一流のイノベーションプラットホームを参考に、成熟した所から始動

 山東省政府は7月5日、新たに6ヶ所の省実験室建設案を承認し、「済南粒子科学・応用技術省実験室」(以下「粒子実験室」)リストに組み込んだ。

 これは山東高等技術研究院をベースに立ち上げられたものだ。
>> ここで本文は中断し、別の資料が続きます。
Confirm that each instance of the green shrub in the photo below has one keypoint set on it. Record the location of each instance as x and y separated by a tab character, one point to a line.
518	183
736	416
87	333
同院の名誉院長は、ノーベル物理学賞受賞者のサミュエル・ティン(中国名:丁肇中)氏で、院長は山東省政治協商会議の副主席・程林氏が務め、基礎的、先端的科学研究と応用基礎研究を主な方向性としている。

「高い出発点」、「高規格」、「高基準」という言葉で「粒子実験室」の設立を形容することができる。昨年12月12日、山東省科技庁は「粒子実験室」設立案の専門家論証会を開催し、中国科学院の院士4人を含む専門家グループによる会議を経て、同実験室が国家重要科学戦略の実施を任務とすることで意見が一致した。「粒子実験室」は、「0から1」というオリジナリティを方向性とすることを際立たせ、暗黒物質、反物質、宇宙線の起源といった基礎先端学際的科学の分野の研究、応用の基礎研究を展開する計画だ。研究分野、方向性は国家戦略のニーズともマッチしており、真空サブゼロなどのビッグサイエンス装置の中国の空白を埋めることになり、中国のテクノロジーの進歩、人類文明の促進などにおいて、重要な意義がある。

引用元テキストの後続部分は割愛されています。